All this is true. Then again, worse accusations could be launched at these professors, many of which Bukowski unflatteringly referred to as “university boys” who played it safe and robbed poetry of truth, spark, excitement, and style—a thing Bukowski argued was the most essential quality in writing. And, like it or not, Bukowski had style to burn. He seemingly did so night after night in front of a typewriter with a bottle and classical music on the radio and cats at his feet. The result was a series of novels that only seemed to get better as the years progressed (his last novel, Pulp, is maybe his finest achievement), stories that ranged from fair to amazing to hilarious to bizarre, and poems, poems, poems. Bukwoski produced an amazing amount of poetry in his lifetime. Sadly, the best of this was also published in his lifetime and the posthumous collections that appear on bookshelves with odd regularity don’t really inspire this reader to go back to Buk. The average Bukowski poem is usually either a confessional (to use a poor term and not to lump him in with Sylvia Plath) bit of odd anecdote, a tribute to a dead writer/composer/painter, a quasi-love poem, or, later in his career, a sad meditation on death (his own and ours). Those are the average poems. The above average, even extraordinary, poems are so much more. They may contain flashes of the before mentioned qualities, but they are elevated by that same style on which Hank was so fixated. It’s difficult to describe what separates the average Buk poem from the superb material, but, like the congressional definition of pornography, I know it when I see it.
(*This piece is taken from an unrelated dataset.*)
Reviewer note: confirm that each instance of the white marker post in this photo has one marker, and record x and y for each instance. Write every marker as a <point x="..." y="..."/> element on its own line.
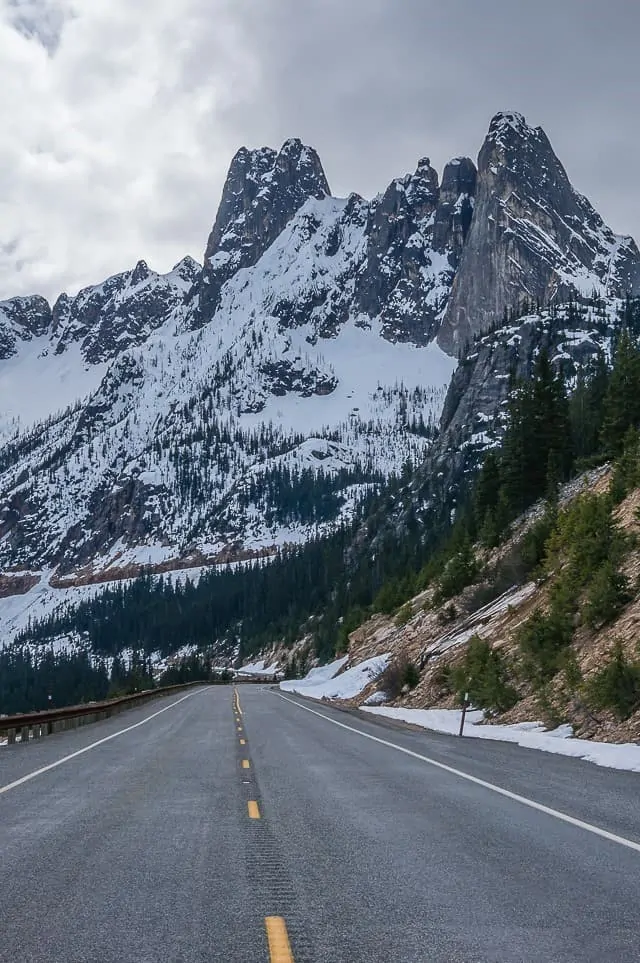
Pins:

Black Sparrow Press closed it’s doors a while back and let Ecco have the Bukowski material for reprint, and while they also appear to have the rights to the unpublished works, the latest release from this long dead writer came out on City Lights (who also published three of Bukowski’s older collections). For whatever retarded reason I was happy to see City Lights put out the new Bukowski collection. I even bought it. This book, Portions from a Wine-Stained Notebook, is unlike the other posthumous works in as much as it is a collection of early stories and essays (not something often seen in other books). I’ve only just read the introduction and the first story, both of which got me a bit nostalgic about Hank and skipping class and drinking beer on the early morning beach and thinking, “this is the life, this is what it’s all about.” Ah, was I ever that young?